Não se Vá!

No canto, do lado direito do quarto, sob um paninho bordado à mão, que repousa adornando o criado mudo, permanece intacto, um lindo envelope com iniciais A.C.S

Dentro daquele envelope havia uma carta, escrita sob lágrimas de um adeus. O amor não é uma coisa, algo tangível, que deixa seu rastro, suas pegadas na areia, ele se disfarça em poesia e lirismo, para suplantar a dor.

1986, outono de folhas caindo ao chão. O vento outonal arrastando-as pela rua, dar um tom de soturnidade, como nos instantes últimos, quando nos vem as lágrimas da partida.

Lucy, era seu primeiro nome. Tão doce quanto seu olhar. Um encanto só e, de uma ternura indizível. Um semblante tão terno, de um riso acolhedor, era um convite ao paraíso, mas despetalava-se a rosa, sangrando a roseira, e o céu entonava-se em amarelo real com sua ninfa avermelhada, ao som de um piano.

Sentada na varanda da casa de seu pai, ilustre Major reformado, esquivava-se do calor usando seu leque florido, enquanto lembra já bem distante dali, de seu amado Antônio. Homem sincero no falar, amoroso no agir, carinhoso no trato e, sobretudo, apaixonado por ela, de quem o coração se havia tornado cativo.

Ah! Quantos beijos eternizados, quantos afagantes abraços, quantos risos, quanta alegria. Diziam-se nascidos um para o outro e, em tudo se completavam, feito a mão e a luva, a roupa e o corpo, o beijo e a boca.

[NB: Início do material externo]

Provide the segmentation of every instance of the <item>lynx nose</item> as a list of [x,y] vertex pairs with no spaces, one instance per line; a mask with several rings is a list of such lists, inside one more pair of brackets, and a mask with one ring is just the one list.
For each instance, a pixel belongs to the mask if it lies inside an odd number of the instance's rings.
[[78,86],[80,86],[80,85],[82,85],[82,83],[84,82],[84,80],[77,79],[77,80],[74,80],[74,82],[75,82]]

Sua alegria destonando-se como se faz com o tronco das árvores para à mingua, morrerem pela falta da seiva, ainda demora um pouco, até que as suas folhas murchem e comecem a cair e, seus galhos sequem-se até por completo morrerem.

Um amor perdido é assim, descascado no tronco, seca-se aos poucos, relutante nas memórias, nas lembranças, até que nada mais reste a não ser uma angustiosa sensação de morte em vida, como se fosse o fim, como essas tardes de outono, de céu vermelho-acinzentado.

Ele havia partido, sem com palavras nada dizer, apenas lágrimas incontidas, e um envelope de cor crepuscular, com uma escrita que dizia: “Ao meu Eterno Amor Lucy” de seu Antônio. E saiu, apressadamente caminhou uns vinte metros sem olhar atrás e, virando-se, já com o rosto banhado em lágrimas, acenou com a mão e, Lucy, confusa, sem palavras e estatizada, olha em suas mãos, olha novamente para ele, que já entrara no veículo, sobre si, fechando a porta, enquanto a via pela para-brisa traseiro, e ela apenas sentou-se na cadeira, e nada disse, nem tão pouco indagou.

Passadas algumas horas, ela se levanta, taciturna e lentamente caminha em direção ao seu quarto. Já na sala, sob os olhares zetéticos, mas sem nada dizer, ela apenas olha, e segue silente ao quarto, senta-se à cama, no canto, do lado direito do quarto, passa a mão carinhosamente sobre o envelope, mas não o abre, levanta um paninho bordado à mão, que repousava sobre o criado mudo, empurra lentamente, dizendo em silêncio: não quero ler, vou apenas guardá-lo aqui.

Lucy, depois de muitos anos nunca aceitou outro amor, permaneceu sozinha e, sempre ao deitar-se pegava aquele envelope, o beijava, abraçava, e depois o guardava novamente.

Nunca mais se soube de Antônio. Amar é uma doce prisão, seja em regime fechado, aberto ou domiciliar. E não é para todos, mas todos de algum modo vão sempre amar.